La diminution du nombre d’agriculteurs devrait entraîner une réorganisation des organisations professionnelles agricoles, selon le sociologue François Purseigle. Il plaide notamment pour que l'on reprécise le rôle de chacune.
« Il faut repenser le périmètre des organisations professionnelles agricoles. Bon nombre de ces organisations se marchent sur les pieds », estime François Purseigle, professeur des universités en sociologie à l’Institut national polytechnique de Toulouse, le 2 mars. Il s’exprimait à l’occasion d’une rencontre sur le stand de La Ruche qui dit oui au Salon de l’agriculture. « Ces organisations datent de la fin du XIXe siècle et ont été peu rénovées depuis.
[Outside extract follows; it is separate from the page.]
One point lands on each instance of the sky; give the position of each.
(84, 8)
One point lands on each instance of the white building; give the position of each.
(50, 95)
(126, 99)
Or, on n’accompagne pas une minorité comme une majorité », explique-t-il en revenant sur la diminution du nombre d’agriculteurs en France. Jérémy Decerle, vice-président des Jeunes agriculteurs fait le même constat, le 1er mars : « Il y a autant d’organisations professionnelles agricoles et de moins en moins de paysans. Le fait de les réorganiser, c’est indispensable, mais pas une priorité aujourd’hui. La priorité, c’est le prix. La réorganisation se fera dans un climat plus serein ». Pour François Purseigle, ces organisations mises en place par la profession sont une force et détiennent « une partie des solutions » à la crise. Pour autant, il faut « repréciser le rôle de chacune » tout en « n’assommant pas l’agriculteur de responsabilités », continue-t-il.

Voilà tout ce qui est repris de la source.